By 2 min read#ideas#observations

I've been on a small jag of books about first-principles thinking. Unscripted. The Book of Elon. Both make the same case from different angles. Reduce the problem to physics, ignore the convention, build it cheaper, ship it faster. It's an addictive way to think. It also has a quiet boundary I keep forgetting.

You can't first-principle human bonds.

The optimizer mindset works on rockets because a rocket has no preference about being optimized. You can shave mass off it, simplify it, accelerate the build cycle, and the rocket will sit there and let you. Cost goes down. Rocket gets to orbit. That's the whole transaction.

People are not like that. There is no equivalent of "delete the part" in a friendship. The hour you spend listening to your mother repeat a story she told last Eid is not waste to be removed from the schedule. The slow lunch with the friend who is going through something is not a candidate for the Algorithm. The frictions in a long marriage are mostly the marriage.

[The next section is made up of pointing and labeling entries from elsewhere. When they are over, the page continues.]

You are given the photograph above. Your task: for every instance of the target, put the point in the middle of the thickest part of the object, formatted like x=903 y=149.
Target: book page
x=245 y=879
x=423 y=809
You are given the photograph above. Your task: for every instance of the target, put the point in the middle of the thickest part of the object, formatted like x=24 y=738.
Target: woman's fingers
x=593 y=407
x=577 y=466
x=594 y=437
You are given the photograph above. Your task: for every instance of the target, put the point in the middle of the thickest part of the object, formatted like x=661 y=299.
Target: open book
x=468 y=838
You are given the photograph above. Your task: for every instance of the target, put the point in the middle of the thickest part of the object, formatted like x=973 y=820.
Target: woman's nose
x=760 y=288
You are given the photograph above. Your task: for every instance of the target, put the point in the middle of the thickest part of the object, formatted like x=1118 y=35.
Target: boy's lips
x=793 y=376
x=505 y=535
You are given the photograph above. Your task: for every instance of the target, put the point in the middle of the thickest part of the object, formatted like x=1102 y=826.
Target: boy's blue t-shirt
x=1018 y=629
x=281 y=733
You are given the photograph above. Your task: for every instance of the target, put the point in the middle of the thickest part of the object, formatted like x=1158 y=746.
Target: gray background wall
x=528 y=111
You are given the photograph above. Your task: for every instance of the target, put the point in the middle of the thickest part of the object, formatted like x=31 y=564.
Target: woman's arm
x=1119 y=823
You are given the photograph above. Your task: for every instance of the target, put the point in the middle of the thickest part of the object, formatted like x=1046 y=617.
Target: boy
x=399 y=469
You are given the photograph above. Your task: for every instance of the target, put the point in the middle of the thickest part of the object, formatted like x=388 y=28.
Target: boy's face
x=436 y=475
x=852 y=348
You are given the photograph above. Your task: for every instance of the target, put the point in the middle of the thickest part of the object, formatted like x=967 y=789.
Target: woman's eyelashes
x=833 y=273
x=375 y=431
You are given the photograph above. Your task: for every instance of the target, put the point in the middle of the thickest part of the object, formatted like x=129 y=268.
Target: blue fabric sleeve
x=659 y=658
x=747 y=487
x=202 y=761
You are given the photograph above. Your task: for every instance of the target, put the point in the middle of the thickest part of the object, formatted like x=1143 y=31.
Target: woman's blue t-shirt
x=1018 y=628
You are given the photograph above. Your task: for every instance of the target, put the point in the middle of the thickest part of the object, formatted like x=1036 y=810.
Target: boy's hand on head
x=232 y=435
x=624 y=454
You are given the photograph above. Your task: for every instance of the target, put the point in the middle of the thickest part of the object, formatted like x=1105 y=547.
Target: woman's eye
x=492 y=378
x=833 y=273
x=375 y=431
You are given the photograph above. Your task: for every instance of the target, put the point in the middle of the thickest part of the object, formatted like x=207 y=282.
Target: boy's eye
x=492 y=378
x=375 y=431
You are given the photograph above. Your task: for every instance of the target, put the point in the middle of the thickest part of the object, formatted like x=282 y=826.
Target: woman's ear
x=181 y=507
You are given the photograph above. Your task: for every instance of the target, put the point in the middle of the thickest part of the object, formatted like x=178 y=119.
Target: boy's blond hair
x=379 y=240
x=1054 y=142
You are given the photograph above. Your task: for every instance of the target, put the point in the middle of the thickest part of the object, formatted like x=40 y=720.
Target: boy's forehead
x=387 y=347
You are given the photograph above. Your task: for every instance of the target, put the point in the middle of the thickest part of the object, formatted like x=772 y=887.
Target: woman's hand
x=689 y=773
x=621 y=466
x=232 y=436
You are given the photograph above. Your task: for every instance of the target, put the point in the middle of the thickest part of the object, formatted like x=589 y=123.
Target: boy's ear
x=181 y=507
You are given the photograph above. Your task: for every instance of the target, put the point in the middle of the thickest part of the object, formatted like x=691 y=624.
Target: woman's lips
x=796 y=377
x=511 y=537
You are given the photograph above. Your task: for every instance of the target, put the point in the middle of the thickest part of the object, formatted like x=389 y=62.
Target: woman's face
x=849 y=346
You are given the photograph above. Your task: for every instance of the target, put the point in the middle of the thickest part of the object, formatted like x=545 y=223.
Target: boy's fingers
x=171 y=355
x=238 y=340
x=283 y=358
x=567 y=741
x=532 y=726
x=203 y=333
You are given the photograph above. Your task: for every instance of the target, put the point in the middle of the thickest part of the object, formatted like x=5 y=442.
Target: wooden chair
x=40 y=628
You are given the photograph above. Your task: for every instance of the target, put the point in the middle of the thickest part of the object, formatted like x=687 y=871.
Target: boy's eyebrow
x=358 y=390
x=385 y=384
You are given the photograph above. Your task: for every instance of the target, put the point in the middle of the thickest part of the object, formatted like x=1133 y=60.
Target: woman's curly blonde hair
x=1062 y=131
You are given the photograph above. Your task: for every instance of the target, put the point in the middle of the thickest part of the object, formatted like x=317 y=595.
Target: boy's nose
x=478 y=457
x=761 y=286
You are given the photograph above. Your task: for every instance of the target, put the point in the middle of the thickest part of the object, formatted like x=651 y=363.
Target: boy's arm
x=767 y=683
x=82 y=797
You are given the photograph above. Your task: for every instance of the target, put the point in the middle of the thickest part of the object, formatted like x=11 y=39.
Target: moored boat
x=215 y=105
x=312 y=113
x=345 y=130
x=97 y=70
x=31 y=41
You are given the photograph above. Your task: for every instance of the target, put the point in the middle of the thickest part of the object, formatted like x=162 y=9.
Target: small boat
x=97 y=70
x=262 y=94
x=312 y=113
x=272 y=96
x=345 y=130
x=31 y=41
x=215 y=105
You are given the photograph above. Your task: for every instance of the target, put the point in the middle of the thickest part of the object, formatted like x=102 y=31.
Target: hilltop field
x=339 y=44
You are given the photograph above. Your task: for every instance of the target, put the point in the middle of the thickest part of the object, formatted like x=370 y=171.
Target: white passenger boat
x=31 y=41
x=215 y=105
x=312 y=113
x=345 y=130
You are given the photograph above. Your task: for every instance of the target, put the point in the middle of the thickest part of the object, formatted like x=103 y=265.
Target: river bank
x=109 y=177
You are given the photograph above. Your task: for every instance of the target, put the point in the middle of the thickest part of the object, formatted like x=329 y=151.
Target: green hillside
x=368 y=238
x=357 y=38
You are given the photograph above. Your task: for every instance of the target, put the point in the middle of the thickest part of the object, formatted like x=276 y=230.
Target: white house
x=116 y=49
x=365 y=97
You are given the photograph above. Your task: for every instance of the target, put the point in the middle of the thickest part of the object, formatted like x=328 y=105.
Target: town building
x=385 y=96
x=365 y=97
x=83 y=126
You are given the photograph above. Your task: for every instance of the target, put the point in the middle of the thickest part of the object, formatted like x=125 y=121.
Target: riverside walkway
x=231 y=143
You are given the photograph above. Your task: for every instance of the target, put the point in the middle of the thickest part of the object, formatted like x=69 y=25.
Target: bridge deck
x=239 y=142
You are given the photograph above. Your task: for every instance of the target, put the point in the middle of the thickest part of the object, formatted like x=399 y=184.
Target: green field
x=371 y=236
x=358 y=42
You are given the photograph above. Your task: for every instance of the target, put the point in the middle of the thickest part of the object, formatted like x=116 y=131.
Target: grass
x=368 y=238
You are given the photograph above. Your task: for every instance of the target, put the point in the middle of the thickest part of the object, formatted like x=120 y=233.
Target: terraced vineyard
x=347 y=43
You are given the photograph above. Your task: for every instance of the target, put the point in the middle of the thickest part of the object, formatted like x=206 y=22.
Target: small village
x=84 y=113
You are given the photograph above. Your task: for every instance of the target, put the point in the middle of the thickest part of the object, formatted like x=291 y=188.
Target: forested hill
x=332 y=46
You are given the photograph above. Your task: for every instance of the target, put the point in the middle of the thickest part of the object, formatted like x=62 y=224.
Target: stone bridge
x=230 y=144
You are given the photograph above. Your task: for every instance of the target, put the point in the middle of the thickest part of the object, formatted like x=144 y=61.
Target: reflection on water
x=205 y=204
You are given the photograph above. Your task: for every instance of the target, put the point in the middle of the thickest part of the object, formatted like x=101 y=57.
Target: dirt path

The category error I keep almost making is importing engineering language into rooms that don't speak it. I've caught myself wondering what the ROI is on a particular relationship, doing opportunity-cost math on whether a wedding is worth the flight, or once comparing my dad against an imaginary better one. Every time I do, I'm worse to be around for about a week, and also wrong on the merits.

The metric for any of it doesn't exist. There's no "cost per ton to orbit" for being a son. The success function for being a friend isn't even well-defined, and the harder you try to define it, the further you drift from what people actually need from you, which is approximately to show up, listen, remember, and not be doing math under the table.

The engineers I know who are good at this stuff usually have a separate person who quietly reminds them of it. A grandmother, a sibling, a wife who refuses to be a roadmap. The human bonds part of life runs on a different operating system. It optimizes for things you can only measure in retrospect, like trust and tenderness, and only by looking back twenty years.

The skill I want next to the first-principles one is the one that knows when to put the calculator down. Build the company on physics. Build the relationships on time.